Heat Stress Index
By Climate Central
The hazy, hot, and humid days of summer have arrived for much of the country. The extreme heat and high humidity not only affect our comfort, but they are also a threat to human health — leading to heat stroke, heat exhaustion and death. In fact, the CDC reported over 7,800 heat-related deaths in the U.S. between 1999 and 2009. As heat-trapping greenhouse gases increase in the atmosphere from burning fossil fuels, extreme heat, and thus heat stress, will become more common.
Since the Heat Index is not defined for temperatures below 80°F and relative humidity below 40 percent, this analysis displays changes in Heat Stress Index. The Heat Stress Index is similar to the Heat Index, but the Heat Stress Index uses an apparent temperature calculation (temperature and vapor pressure). This graphic specifically looks at how the summer average maximum apparent temperatures have changed. In most U.S. cities, the average apparent temperature, or how it feels during the summers, has increased. Furthermore, according to the National Centers for Environmental Information, the number of days with dangerous apparent temperatures, those exceeding the location's top 15 percent, is also increasing in many cities. That top 15 percent threshold is positively correlated with extreme weather mortality statistics, suggesting that U.S. cities are reaching dangerous temperature levels more often.
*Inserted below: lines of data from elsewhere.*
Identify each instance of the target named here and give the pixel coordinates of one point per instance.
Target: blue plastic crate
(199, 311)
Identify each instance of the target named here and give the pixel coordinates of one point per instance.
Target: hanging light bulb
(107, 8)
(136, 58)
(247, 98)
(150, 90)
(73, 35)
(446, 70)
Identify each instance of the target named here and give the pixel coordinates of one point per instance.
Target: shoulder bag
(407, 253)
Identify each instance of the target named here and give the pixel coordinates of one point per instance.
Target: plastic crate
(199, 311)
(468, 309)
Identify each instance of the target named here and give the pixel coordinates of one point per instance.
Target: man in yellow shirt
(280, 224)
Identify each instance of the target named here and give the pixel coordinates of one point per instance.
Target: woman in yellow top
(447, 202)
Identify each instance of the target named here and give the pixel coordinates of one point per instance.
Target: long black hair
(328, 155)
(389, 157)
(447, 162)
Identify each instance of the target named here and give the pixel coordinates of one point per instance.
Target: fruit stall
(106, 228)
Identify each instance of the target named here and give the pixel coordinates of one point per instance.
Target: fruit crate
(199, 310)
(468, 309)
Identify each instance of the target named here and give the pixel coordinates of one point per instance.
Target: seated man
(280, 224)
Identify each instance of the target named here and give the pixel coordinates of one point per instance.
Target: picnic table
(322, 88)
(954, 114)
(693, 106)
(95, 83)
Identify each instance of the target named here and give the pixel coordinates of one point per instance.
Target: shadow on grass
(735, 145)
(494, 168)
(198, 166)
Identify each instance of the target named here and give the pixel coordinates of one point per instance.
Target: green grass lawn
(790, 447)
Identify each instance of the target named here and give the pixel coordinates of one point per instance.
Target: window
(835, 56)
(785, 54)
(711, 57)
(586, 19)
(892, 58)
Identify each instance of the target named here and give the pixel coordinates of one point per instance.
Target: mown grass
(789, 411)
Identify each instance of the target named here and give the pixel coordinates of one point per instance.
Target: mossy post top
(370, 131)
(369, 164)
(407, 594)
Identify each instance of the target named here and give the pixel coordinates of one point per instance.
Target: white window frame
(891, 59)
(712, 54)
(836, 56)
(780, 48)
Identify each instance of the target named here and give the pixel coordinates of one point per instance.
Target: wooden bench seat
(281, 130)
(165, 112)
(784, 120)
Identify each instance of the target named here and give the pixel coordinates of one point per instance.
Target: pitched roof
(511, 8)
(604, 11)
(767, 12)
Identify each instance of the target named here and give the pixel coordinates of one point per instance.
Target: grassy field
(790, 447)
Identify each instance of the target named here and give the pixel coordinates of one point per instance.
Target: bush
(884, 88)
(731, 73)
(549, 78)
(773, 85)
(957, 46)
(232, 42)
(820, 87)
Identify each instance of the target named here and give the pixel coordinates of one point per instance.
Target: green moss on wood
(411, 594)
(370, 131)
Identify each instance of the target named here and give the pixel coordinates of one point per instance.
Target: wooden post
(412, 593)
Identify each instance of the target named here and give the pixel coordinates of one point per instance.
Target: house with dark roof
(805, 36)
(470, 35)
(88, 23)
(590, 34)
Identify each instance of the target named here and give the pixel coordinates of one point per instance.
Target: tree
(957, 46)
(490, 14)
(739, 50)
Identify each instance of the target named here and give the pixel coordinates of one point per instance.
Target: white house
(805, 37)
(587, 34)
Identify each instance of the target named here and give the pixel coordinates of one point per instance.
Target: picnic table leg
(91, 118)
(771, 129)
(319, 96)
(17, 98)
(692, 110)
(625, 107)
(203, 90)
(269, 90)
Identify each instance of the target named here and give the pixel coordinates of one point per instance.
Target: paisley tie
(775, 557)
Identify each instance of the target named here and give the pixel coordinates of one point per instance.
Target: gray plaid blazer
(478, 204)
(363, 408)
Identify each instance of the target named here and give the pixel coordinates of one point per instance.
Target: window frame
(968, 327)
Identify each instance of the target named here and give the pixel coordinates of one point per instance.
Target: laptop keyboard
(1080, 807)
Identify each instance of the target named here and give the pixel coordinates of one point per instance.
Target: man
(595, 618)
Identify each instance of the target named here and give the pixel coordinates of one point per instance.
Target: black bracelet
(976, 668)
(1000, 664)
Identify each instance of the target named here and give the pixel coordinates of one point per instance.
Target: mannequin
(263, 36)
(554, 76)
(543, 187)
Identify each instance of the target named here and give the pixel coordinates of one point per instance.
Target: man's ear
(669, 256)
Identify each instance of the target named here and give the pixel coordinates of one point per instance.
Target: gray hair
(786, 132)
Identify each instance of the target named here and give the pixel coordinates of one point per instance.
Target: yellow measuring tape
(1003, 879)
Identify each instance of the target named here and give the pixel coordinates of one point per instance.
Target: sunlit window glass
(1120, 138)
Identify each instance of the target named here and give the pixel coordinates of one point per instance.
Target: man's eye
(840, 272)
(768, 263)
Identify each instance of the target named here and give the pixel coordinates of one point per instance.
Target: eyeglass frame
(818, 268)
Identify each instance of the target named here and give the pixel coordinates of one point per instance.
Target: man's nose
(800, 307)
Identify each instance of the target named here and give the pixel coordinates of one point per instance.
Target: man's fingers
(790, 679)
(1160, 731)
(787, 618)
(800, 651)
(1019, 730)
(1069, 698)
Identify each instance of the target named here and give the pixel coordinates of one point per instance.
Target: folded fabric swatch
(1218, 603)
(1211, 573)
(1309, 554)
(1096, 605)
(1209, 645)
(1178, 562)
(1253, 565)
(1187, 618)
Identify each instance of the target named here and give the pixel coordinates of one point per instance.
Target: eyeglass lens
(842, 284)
If emissions trends continue unabated, the IPCC projects up to a 4.8°F increase average global temperature by the end of the 21st century. Furthermore, researchers predict that extremely high temperatures now observed once in 20 years may occur every 2 to 4 years. Similarly, global humidity is expected to increase alongside temperatures. For each degree increase in temperature, we can expect the atmosphere to hold 4 percent more water vapor, contributing to the rising apparent temperatures and overall heat stress.